Toss in his self-described “left of the Democratic Party” political views, and it shouldn’t be any surprise that he’s not fond of the idea of the Sun and the rest of Tribune Company’s newspapers being sold to Koch Industries, the billion-dollar conglomerate run by conservative businessmen Charles and David Koch.
In a new web video, Simon urges people to sign a Working Families petition protesting the potential sale, which has been rumored for several months. “When I heard that the Koch brothers — bless their hearts — were interested in purchasing newspapers, and the Baltimore Sun, my alma mater, in particular, I thought, well, that’s kind of the last nail in the coffin,” Simon says in the video. “It’s not enough for [the Kochs] to lobby government. It’s not enough for [the Kochs] to influence elections. There’s an awful lot of capital that’s already introduced into our electoral process. Newspapers, the Fourth Estate, are supposed to be outside of that. … Ultimately, the only chance that democracy has, if you ask me, is that somebody stands on the outside of some of the excess and the fraud and basically calls foul. That doesn’t happen if the newspapers represent a particular ideology.”

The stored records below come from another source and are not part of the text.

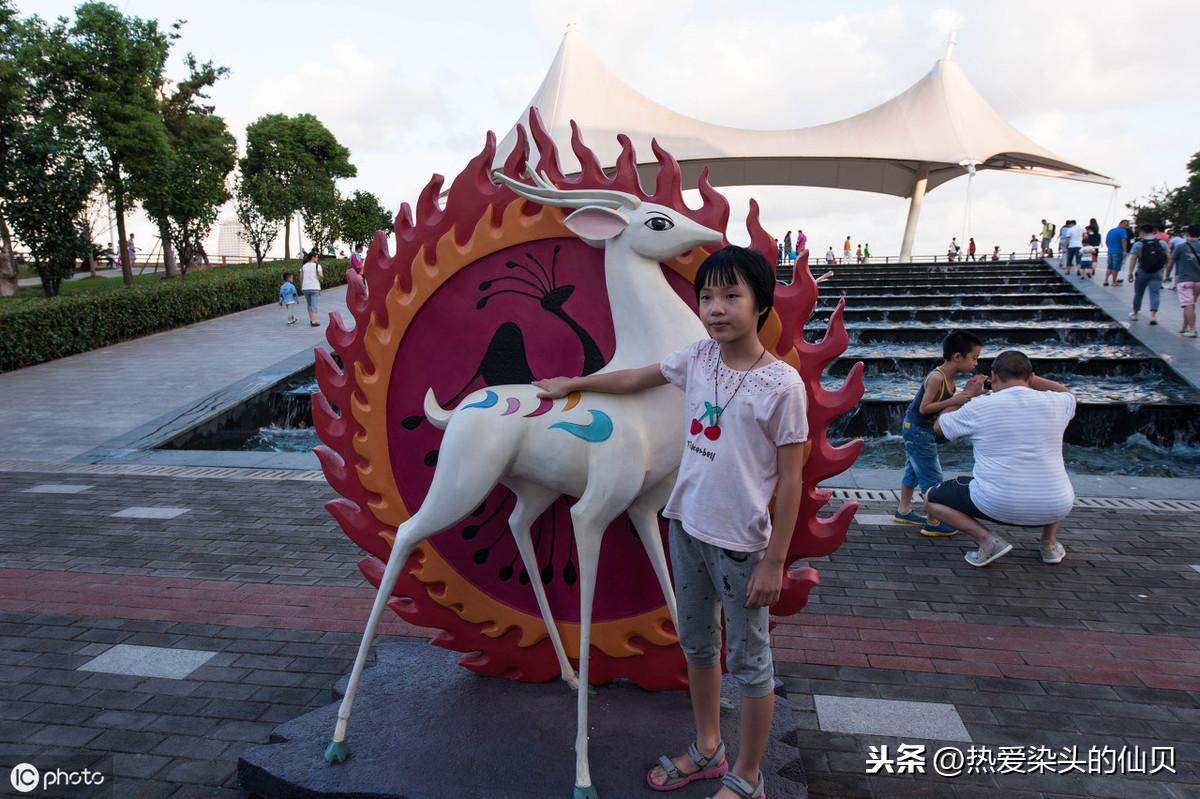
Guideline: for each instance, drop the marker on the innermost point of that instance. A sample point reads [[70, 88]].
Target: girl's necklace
[[713, 410]]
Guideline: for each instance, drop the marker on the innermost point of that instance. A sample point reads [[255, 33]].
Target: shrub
[[34, 330]]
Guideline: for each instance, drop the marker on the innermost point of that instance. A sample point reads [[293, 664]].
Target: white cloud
[[417, 86]]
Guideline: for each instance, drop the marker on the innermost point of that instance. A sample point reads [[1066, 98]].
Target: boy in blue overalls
[[922, 468]]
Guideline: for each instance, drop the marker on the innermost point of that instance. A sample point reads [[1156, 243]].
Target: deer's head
[[606, 216]]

Watch the entire video below:
Simon has been a critic of his onetime employer’s management — and the newspaper industry, in general — for years. In 2009, he said the latest round of staff cuts at the Sun were “the last nails in the coffin.” His latest message claims that his problem with the sale isn’t political: “It’s not about Left or Right. It’s about the community ultimately being served by the paper being essentially local. I want the reporters and the editors to be of Baltimore.”

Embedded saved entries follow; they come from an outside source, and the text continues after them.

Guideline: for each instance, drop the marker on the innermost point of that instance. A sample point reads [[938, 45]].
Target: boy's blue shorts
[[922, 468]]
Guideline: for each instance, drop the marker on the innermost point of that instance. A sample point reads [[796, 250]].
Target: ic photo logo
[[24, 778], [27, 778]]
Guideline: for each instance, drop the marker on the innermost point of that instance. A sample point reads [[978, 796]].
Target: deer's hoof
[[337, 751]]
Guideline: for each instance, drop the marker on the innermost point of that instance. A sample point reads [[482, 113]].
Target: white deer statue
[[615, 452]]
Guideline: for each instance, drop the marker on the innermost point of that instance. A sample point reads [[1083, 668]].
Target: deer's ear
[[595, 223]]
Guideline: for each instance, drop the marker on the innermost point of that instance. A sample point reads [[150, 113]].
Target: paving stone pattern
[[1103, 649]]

But it’s a little political, isn’t it? The Sun was sold to Los Angeles-based Times-Mirror in 1986 and sold again to Chicago’s Tribune Company in 2000. Baltimore’s paper hasn’t been “local” in more than 20 years. Simon isn’t being hypocritical in speaking out against the Koch brothers’ potential ownership of the paper; he’s been a vocal critic of the Sun‘s out-of-town leadership since he parted ways. But to Simon, the Koch brothers’ political leanings certainly represent an entirely different type of threat to the struggling industry he so reveres: The only thing worse than carpetbaggers are right-wing carpetbaggers!

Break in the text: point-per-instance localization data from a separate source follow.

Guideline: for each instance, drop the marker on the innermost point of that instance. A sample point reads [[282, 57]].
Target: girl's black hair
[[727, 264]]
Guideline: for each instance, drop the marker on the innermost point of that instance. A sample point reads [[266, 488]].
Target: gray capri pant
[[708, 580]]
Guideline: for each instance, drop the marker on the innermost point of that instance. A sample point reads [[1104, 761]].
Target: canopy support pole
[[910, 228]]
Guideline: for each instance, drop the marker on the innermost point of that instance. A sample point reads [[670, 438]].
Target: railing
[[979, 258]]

When EW reached out to Koch Industries for comment, a spokesperson referred to Charles Koch’s statement to a Wall Street Journal reporter on June 5:
“If we were to get involved in the media business, or more specifically in the newspaper business, our focus would not be to have a newspaper as a vehicle for what’s in our business interest or even our philosophical interest. We would have the best chance to succeed by, as we do with our other businesses, understanding what our customers value. Going in, we believe this would be to offer real news, not just selective news and not news with spin on it. The editorial page would be a marketplace of ideas where all sorts of approaches to public policy issues are vetted and contrasted and there could be ongoing debate. We think this approach would create much more interest, more readers, and would ultimately improve newspapers as a business proposition.”
Perhaps the Koch brothers can revitalize the newspaper industry. They seem pretty good at making money, after all. Then again, the Wall Street Journal, which was purchased by Rupert Murdoch in 2007, is currently bracing itself for a round of “limited” newsroom layoffs. Buyouts are being offered. Simon might soon have company in the critical chorus. And they’re running out of nails.